Mattapan Funeral Director Faces 278 Charges
A former Mattapan funeral home director is accused of keeping human remains and cremated remains in storage lockers and stealing $150,000 from customers. On Wednesday afternoon, a Suffolk County grand jury indicted Joseph V. O’Donnell on 278 charges, according to a statement from District Attorney Dan Conley’s office.
According to Conley’s office, O’Donnell let his professional license lapse in 2008. From 2009 to 2013, when he lost his funeral home to foreclosure, O’Donnell performed 201 illegal funerals.
According to investigators, O’Donnell kept 12 bodies and 32 sets of cremated remains in a Weymouth storage facility. Another 45 sets of cremated remains were found in a Somerville storage facility. Eleven of the 12 bodies were identified as individuals who passed away after O’Donnell lost his license.
“Disturbingly, authorities believe O’Donnell provided the families of eight of those 11 decedents with ashes belonging to someone other than their loved one,’’ read the DA’s statement. “Two sets of ashes were scattered by family members, meaning only six could be recovered.’’
O’Donnell also took money from 31 elderly clients who pre-paid for funeral services, according to Conley’s office.
“The price of those contracts was as much as $7,000, totaling $149,096.22, and should have been placed in a trust for use when the client passed away,’’ read the DA’s statement. “Instead, when asked by investigators where this money was, O’Donnell allegedly said, ‘It’s all gone.’’’
Two of the families that paid for the “pre-need’’ services realized they had been robbed when they discovered O’Donnell’s funeral home was closed.
O’Donnell’s been held in court custody since April 10, when he was arraigned on larceny charges. He’s due in Dorchester court Thursday for an administrative hearing on those earlier charges.
The Wednesday indictment included the following charges:
∙ 12 counts of improper disposal of human remains for allegedly using a Weymouth storage facility to hold decomposing human bodies entrusted to his care
18 counts of fiduciary embezzlement and one count of fiduciary embezzlement by scheme for using funeral pre-payments for his own purposes instead of keeping them in a trust under the contract he signed.

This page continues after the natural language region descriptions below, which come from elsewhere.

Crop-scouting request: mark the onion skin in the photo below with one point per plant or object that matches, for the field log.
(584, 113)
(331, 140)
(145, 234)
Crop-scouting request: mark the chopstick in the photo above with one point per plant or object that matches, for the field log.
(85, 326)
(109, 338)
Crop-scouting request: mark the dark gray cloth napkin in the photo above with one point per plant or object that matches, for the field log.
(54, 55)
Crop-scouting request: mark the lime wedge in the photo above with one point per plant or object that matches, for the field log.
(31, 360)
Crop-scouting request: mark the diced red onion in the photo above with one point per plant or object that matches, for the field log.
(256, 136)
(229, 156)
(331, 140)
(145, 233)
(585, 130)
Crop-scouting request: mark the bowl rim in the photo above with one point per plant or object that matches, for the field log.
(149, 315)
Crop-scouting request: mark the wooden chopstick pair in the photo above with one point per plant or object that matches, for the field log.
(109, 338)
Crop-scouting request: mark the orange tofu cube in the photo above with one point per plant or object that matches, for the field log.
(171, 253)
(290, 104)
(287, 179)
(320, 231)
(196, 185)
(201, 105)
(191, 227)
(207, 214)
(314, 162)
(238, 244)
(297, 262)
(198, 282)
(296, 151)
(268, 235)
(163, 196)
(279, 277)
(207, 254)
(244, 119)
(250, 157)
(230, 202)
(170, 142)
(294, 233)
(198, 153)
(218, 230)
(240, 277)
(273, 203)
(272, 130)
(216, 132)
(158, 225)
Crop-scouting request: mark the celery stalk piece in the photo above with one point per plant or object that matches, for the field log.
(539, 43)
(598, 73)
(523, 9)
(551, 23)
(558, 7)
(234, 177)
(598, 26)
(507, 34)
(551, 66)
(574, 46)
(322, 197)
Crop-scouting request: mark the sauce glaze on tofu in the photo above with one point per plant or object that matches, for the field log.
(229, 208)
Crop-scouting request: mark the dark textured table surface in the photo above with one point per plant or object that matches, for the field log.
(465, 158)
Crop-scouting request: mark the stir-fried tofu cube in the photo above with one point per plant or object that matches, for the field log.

∙ 11 counts of larceny over $250 from a person over 60, six counts of larceny over $250 from a disabled person, one count of larceny over $250, and one count of larceny over $250 by scheme for the theft of those funeral pre-payments.
∙ 11 counts of larceny over $250 for failing to have 11 of the Weymouth bodies buried or cremated after taking payment to do so (one body cannot be charged at this time because it has not been identified and no records have been located showing that O’Donnell accepted payment for its burial or cremation).
∙ Four counts each of statutory forgery and statutory uttering for falsifying signatures on two medical examiner’s certificates and two death certificates and then presenting those official state documents as genuine.
∙ Two counts each of common-law forgery and common-law uttering for falsifying signatures on two certificates of cremation, which are not state documents but rather records created by crematory employees.
∙ Four counts of returning a false death certificate; and · 201 counts of acting as a funeral director without a license.